According to a June 2022 Gallup survey, almost half of U.S. workers have jobs that they need to do on-site, in industries such as manufacturing, transportation, health care, education, and service. Many workers in these sectors would love the option to work from home but can’t. Yet they want flexibility and autonomy too.
Gallup recently asked 150 CHROs of large global companies what kinds of flexibility they were considering for their fully on-site employees. They offered 11 options:
- Work remotely some of the time
- Work at multiple locations
- Four 10-hour-day work weeks
- Three 12-hour-day work weeks
- Flexible start and end times
- Choice over which days they work per week
- Choice over which hours they work per day
- Flextime, or some choice over the hours they work
- Shorter shift lengths
- Increased paid time off (PTO) or vacation time
- Relaxed dress code
We then asked more than 5,700 fully onsite U.S. workers if their organization was offering these options. Their most common responses were relaxed dress code (55%), followed by flexible start and end times (33%), and choice over hours they work (flextime) (31%).
We also asked employees which of these options they would change jobs to get. The two clear winners were not the ones organizations offered most: increased paid time off or vacation time (57%) and four-day work weeks (44%).
While vacations and the four-day workweek were the most popular flexibility options for employees, neither is a panacea. Employee engagement also matters.
Vacations play an important role for organizations. Gallup has found that people with more vacation time — controlling for other factors, including income — report higher well-being. But Gallup research also shows that people with engaging work and one week of vacation report 25% higher well-being than actively disengaged workers who have six or more weeks of vacation.
The four-day workweek has gotten a lot of attention in the past few years. Gallup research has found that among those with fully on-site work responsibilities, those with a four-day workweek reported lower active disengagement and higher overall well-being. This suggests that a four-day workweek may provide advantages to those who do not have options to work remotely. While it doesn’t improve the likelihood that an employee will be engaged in their work or workplace, the four-day workweek does reduce the chance that work will be perceived as miserable, which increases the opportunity for thriving.
Blending Flexibility into On-Site Work
How can leaders ultimately decide which flexibility alternatives work best for their organizations’ on-site employees?
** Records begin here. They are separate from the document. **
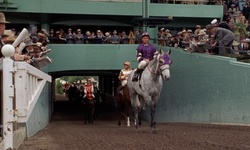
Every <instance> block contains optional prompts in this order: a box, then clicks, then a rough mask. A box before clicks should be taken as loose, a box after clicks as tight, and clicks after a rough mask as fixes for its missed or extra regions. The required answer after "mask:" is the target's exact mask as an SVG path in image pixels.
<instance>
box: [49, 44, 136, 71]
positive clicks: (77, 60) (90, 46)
mask: <svg viewBox="0 0 250 150" xmlns="http://www.w3.org/2000/svg"><path fill="white" fill-rule="evenodd" d="M49 47H50V48H51V49H52V51H51V52H50V53H49V56H50V57H51V58H52V59H53V63H52V64H50V65H49V67H48V69H49V70H48V71H49V72H56V71H67V70H120V69H121V68H122V67H123V63H124V61H130V62H131V63H132V64H131V66H132V67H136V56H135V54H136V48H137V45H127V44H117V45H109V44H100V45H99V44H86V45H85V44H82V45H81V44H74V45H70V44H54V45H53V44H51V45H49Z"/></svg>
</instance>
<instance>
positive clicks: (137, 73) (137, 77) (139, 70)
mask: <svg viewBox="0 0 250 150" xmlns="http://www.w3.org/2000/svg"><path fill="white" fill-rule="evenodd" d="M142 71H143V69H138V68H137V69H136V71H135V72H134V76H133V78H132V81H133V82H135V81H138V78H139V76H140V74H141V73H142Z"/></svg>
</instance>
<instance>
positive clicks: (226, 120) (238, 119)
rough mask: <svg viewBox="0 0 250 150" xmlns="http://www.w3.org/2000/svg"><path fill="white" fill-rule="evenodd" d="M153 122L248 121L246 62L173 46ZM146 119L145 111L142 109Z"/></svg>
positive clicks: (248, 82)
mask: <svg viewBox="0 0 250 150" xmlns="http://www.w3.org/2000/svg"><path fill="white" fill-rule="evenodd" d="M171 58H172V60H173V64H172V66H171V79H170V80H169V81H165V82H164V88H163V91H162V93H161V97H160V100H159V103H158V104H157V111H156V116H157V122H192V123H233V124H234V123H235V124H249V123H250V109H249V106H250V88H249V85H250V76H249V75H250V69H249V68H250V64H247V63H242V62H237V61H236V59H234V58H228V57H221V56H213V55H206V54H198V53H187V52H184V51H183V50H181V49H173V48H172V54H171ZM143 116H144V118H145V119H146V120H149V116H150V115H149V110H148V109H147V110H146V111H145V112H144V115H143Z"/></svg>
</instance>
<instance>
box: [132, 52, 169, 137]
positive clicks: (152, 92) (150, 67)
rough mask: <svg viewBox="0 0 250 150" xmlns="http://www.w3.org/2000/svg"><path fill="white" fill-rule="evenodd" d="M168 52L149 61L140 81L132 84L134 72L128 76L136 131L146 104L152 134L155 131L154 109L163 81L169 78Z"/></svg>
mask: <svg viewBox="0 0 250 150" xmlns="http://www.w3.org/2000/svg"><path fill="white" fill-rule="evenodd" d="M170 64H171V60H170V51H169V52H167V53H164V52H163V51H162V50H160V51H159V54H158V55H157V56H156V57H155V58H154V59H153V60H151V61H150V63H149V64H148V65H147V67H146V68H145V69H144V71H143V72H142V74H141V79H140V80H139V81H138V82H132V77H133V74H134V72H135V70H133V72H132V73H131V74H130V75H129V78H128V88H129V94H130V99H131V105H132V107H133V110H134V115H135V127H136V129H137V130H138V129H139V128H140V126H141V111H142V109H144V108H145V106H146V104H147V105H148V106H149V108H150V114H151V124H150V127H151V128H152V132H155V131H156V130H155V129H156V123H155V109H156V103H157V101H158V99H159V97H160V93H161V90H162V87H163V80H168V79H169V78H170Z"/></svg>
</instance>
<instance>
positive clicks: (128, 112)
mask: <svg viewBox="0 0 250 150" xmlns="http://www.w3.org/2000/svg"><path fill="white" fill-rule="evenodd" d="M130 105H131V104H130V101H126V102H125V117H126V118H125V120H127V126H128V127H129V126H130V119H129V111H130Z"/></svg>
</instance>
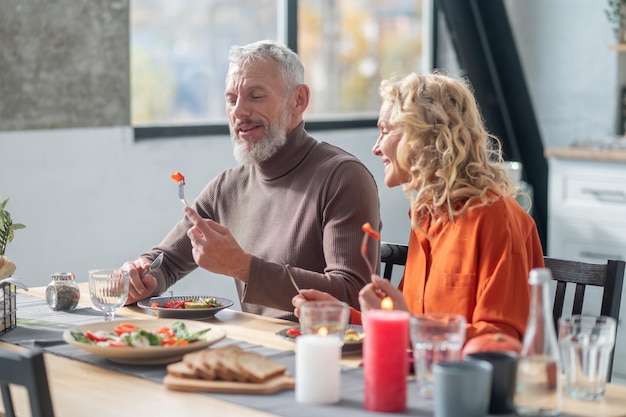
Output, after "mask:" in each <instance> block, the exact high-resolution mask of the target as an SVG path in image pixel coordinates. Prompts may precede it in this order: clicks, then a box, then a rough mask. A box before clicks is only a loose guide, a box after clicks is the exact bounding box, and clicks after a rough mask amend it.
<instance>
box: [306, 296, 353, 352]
mask: <svg viewBox="0 0 626 417" xmlns="http://www.w3.org/2000/svg"><path fill="white" fill-rule="evenodd" d="M349 319H350V307H349V306H348V304H346V303H343V302H337V301H307V302H305V303H303V304H302V306H301V307H300V331H301V332H302V334H317V335H320V336H337V337H338V338H339V341H340V343H341V344H342V345H343V338H344V335H345V332H346V327H347V326H348V320H349Z"/></svg>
One way is to involve those employees in thinking about which realistic flexibility options might improve their overall lives and their team’s performance.
Perks and benefits may successfully attract new employees, but they don’t guarantee high engagement and productivity. These are mostly inspired by great managers who work closely with employees to set clear goals and priorities, give frequent and meaningful ongoing feedback, focus on employee development, and build a culture of high accountability. Flexibility without strong performance management simply does not work.
Regardless of whether jobs are done on-site or remotely, it’s important that work is individually productive, collaborative, of high value to customers, and improves employees’ overall lives. These outcomes are the ultimate measure of whether flexibility options work.